33 years is a long time to wait for a team to return to the Super Bowl, but Bengals fans are nothing if not patient. Making it through those 33 years meant living through the Dave Shula era, a lost Divisional game in 1991, seven lost Wild Card games, and the Carson Palmer knee injury at the hands of the hated Pittsburgh Steelers that fittingly sounded like a gunshot.

The Bengals had everything they needed to beat the Rams in Super Bowl LVI: a defense that played lights out football throughout the playoffs, an electric receiver in Rookie of the Year Ja’Marr Chase, and of course, Comeback Player of the Year Joe Burrow, whose pregame hat alone was worth at least three points.

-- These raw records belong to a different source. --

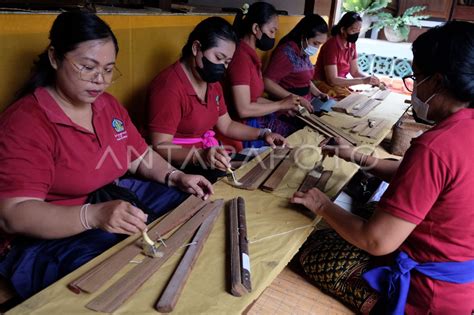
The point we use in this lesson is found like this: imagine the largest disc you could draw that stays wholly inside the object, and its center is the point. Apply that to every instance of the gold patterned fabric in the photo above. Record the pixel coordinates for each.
(336, 267)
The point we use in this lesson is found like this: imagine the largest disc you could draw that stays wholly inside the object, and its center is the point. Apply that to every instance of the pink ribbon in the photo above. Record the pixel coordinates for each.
(208, 140)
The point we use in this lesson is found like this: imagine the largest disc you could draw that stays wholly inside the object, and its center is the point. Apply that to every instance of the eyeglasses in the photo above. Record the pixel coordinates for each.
(409, 81)
(90, 74)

Steal this look, Bengals fans

They also had something far more difficult to measure: the support of the football world. Everyone, it seems, was a Bengals fan last night. Nobody, save for possibly the Hollywood elite, were pulling for the Rams.

In the end, the Bengals’ Achilles heel was precisely what every talking head in America warned them about about when they passed on choosing a left tackle in the first round of the 2021 NFL draft, an offensive line that couldn’t seem to keep Burrow from repeatedly getting bent in half, including one sack early in the fourth quarter that sent him limping off the field and millions of Bengals fans to their knees in prayer.

While Burrow returned to the game seemingly unscathed, the Rams’ Super Bowl record-tying seven sacks and an officiating crew that magically found their whistles in the last two minutes of an otherwise well-called game were simply too much to overcome.

Despite the loss, the Bengals, their loyal cadre of fans, and their fast-growing Burrow-loving support network, have everything to be hopeful for. They have a young team who set the bar high and refused to believe that they didn’t deserve everything they got this year, an improving draft and free agency track record, and really good juju.

You’ll hear a lot of teams call their fanbase their “Nation.” But in the Bengals’ case Who Dey Nation is in the process of becoming just that: the nation. The support, admiration, and karma that helped fuel this drive to the Super Bowl in Joe Burrow’s first full year as a starter is a trickle that’s about to turn into a flood.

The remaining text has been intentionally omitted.